It's no secret our Dakotas don't offer the income opportunities available in Minnesota, Wisconsin or other states. It's also no secret that the emergence of fee hunting has placed great strain on the average Joe or Jill and their kids. At the prices charged for pheasant hunting in SD, for example, well, there just aren't many residents who can afford it. And that's the crux of the argument against non-residents. There is a widespread perception that they are the problem. And, they are, at least a small portion of them. But how do you deal with that small portion without impacting the much larger faction of non-residents, who also happen to be average Joes or Jills?

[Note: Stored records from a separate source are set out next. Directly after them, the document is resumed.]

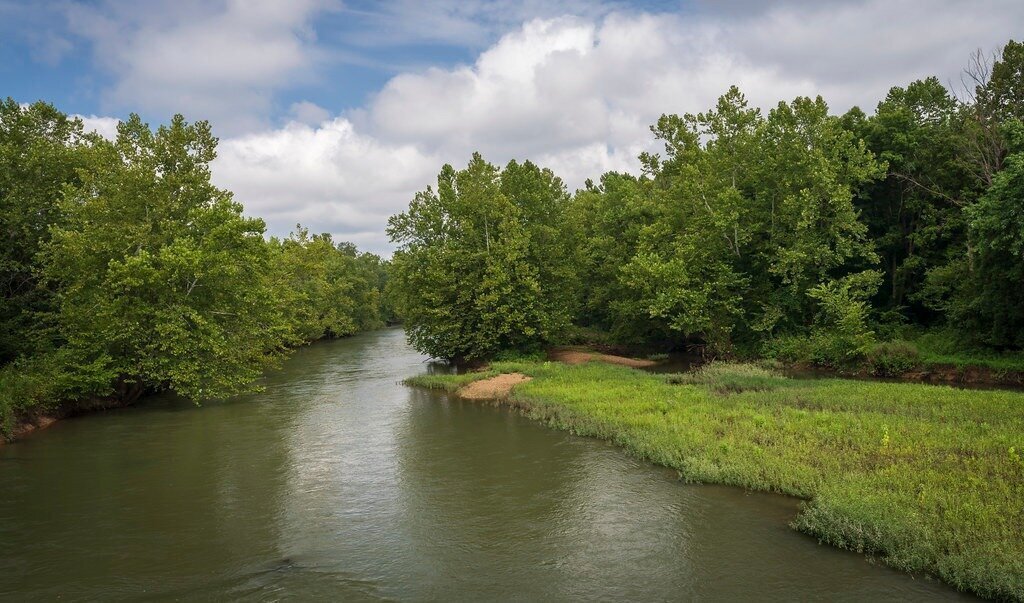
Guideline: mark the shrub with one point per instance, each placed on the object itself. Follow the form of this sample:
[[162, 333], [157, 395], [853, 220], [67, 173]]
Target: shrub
[[730, 378], [819, 348], [892, 358]]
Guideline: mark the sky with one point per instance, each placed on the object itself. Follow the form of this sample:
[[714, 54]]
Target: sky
[[334, 113]]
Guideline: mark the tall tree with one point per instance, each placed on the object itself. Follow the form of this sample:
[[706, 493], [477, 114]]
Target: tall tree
[[40, 152], [162, 282], [477, 267]]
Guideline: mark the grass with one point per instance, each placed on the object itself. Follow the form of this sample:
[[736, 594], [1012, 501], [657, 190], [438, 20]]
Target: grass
[[927, 478], [26, 388]]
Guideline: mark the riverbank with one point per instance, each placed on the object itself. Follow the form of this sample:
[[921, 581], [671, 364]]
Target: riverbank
[[928, 479]]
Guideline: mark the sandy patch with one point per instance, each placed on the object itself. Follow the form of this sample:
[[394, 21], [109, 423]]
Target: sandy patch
[[496, 387], [570, 356]]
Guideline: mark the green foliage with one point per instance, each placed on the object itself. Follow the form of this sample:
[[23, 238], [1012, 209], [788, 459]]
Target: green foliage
[[920, 476], [727, 378], [893, 358], [327, 289], [40, 151], [747, 228], [481, 266], [162, 282], [27, 387]]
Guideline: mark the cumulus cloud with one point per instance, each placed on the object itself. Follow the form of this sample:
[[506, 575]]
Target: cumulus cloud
[[105, 127], [328, 177], [219, 61], [573, 93]]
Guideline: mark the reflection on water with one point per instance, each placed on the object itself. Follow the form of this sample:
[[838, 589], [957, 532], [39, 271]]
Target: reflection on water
[[338, 482]]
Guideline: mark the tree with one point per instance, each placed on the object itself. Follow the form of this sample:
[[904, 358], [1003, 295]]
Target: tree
[[477, 269], [986, 299], [40, 152], [914, 213], [326, 289], [161, 281]]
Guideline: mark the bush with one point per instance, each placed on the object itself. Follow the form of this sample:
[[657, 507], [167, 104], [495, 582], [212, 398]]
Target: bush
[[820, 349], [893, 358], [26, 388], [730, 378]]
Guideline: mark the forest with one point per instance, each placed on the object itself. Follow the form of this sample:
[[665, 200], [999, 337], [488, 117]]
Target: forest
[[885, 240], [126, 271]]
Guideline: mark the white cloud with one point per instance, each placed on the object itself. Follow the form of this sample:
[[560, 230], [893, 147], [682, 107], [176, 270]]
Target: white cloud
[[329, 177], [573, 93], [105, 127], [308, 113], [221, 62]]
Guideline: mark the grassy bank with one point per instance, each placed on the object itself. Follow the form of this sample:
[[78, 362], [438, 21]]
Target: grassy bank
[[928, 478]]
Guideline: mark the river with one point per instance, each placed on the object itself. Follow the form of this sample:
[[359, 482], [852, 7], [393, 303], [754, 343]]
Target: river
[[340, 483]]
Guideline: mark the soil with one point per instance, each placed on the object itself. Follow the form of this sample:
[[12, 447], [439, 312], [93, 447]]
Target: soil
[[496, 387], [579, 356]]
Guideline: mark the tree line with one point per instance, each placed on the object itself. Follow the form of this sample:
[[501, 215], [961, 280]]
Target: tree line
[[125, 270], [796, 233]]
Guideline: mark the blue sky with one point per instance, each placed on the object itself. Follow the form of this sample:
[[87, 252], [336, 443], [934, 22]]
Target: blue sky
[[333, 113]]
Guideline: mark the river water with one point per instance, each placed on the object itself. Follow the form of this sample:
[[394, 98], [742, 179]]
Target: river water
[[340, 483]]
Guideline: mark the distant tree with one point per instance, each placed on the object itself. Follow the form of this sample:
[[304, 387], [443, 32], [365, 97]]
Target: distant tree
[[40, 153], [914, 213], [162, 283], [987, 297], [480, 267], [326, 289]]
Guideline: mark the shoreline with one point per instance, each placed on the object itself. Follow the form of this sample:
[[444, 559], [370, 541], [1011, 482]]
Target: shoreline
[[878, 494]]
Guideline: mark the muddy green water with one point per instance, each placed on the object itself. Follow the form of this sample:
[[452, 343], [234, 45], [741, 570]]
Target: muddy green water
[[340, 483]]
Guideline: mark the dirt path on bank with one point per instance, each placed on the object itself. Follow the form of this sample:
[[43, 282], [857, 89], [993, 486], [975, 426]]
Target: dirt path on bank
[[577, 356], [496, 387]]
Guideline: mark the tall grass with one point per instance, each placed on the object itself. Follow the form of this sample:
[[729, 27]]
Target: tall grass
[[927, 478]]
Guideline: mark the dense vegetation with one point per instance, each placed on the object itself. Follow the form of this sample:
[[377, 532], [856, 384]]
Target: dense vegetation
[[797, 233], [124, 270], [930, 479]]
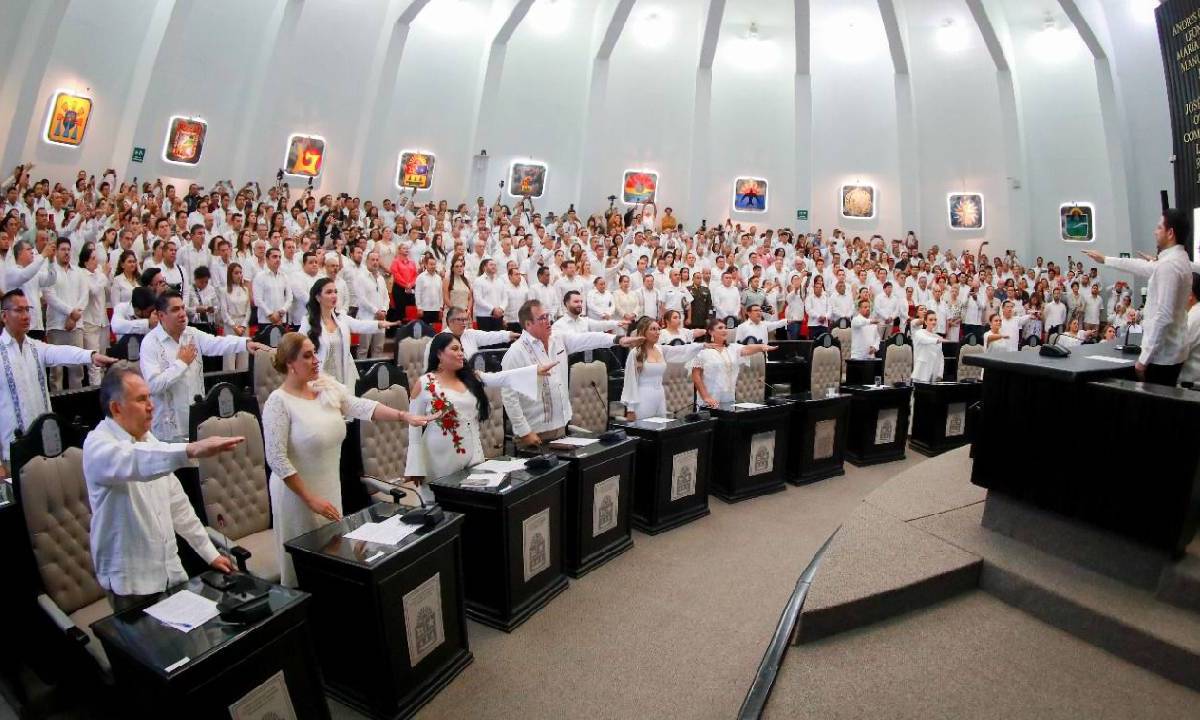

And to be truthful, fee hunting on that large scale revolves around...pheasant hunting, not ducks. Capping non-residents may well increase quality of hunting. But, it won't solve the problem. South Dakota allows fewer non-resident waterfowl hunters than North Dakota, and at one time, had a complete ban on visiting hunters. So, South Dakota capped WATERFOWL hunters, North Dakota is considering capping WATERFOWL hunters and the problem in both states revolves around PHEASANT hunters. I believe you were referring to the Cannonball Company, were you not?

South Dakota's ban on non-resident waterfowl hunting didn't stop land-leasing, it just changed the players. The same amount of land was leased by wealthier residents. Commercial waterfowl hunting became established long after the ban, especially alonag the Missouri River where it's still difficult to find a place to hunt geese. And historically, most of the land is controlled either by landowners there, by "clubs" or by wealthier resident hunters.

Did a ban on visitors restore quality hunting?

Not in my mind. In South Dakota, the traditonal way of scouting, following flocks, obtaining permission and then setting up decoys, doesn't work. That's because most areas frequented by the geese are under tight, commercial control.

Capping non-residents didn't solve that problem. And in order to attempt to solve it, the Game, Fish & Parks Department, acting as the broker, leased land in Hughes County, where I live and where the commmercial hunting is as intense as anywhere in either state. The program has been mildly successful. But, unless I'm mistaken, it's been funding by allowing a few more "private land only" licenses, which moved our state even closer to the agency facilitating commercial operators. Even so, at least local hunters now have some land on which to hunt.

In addition, South Dakota's caps on non-residents have only aggravated the situation in North Dakota. I wonder how long we'll be able to sustain waterfowl hunting by limiting the hunting opportunities in the two best waterfowl hunting states in America...to about 15,000 hunters?

I know there are waterfowl biologists who share your view, including my good friend, Carl Madsen. But there are other eminent waterfowl scientists who share mine...that hunter numbers will fall when duck numbers drop and wetlands dry...such as our mutual friend, Harold Duebbert. Point is, this isn't about who's right and who's wrong; it's about whether limiting hunters will solve the problem.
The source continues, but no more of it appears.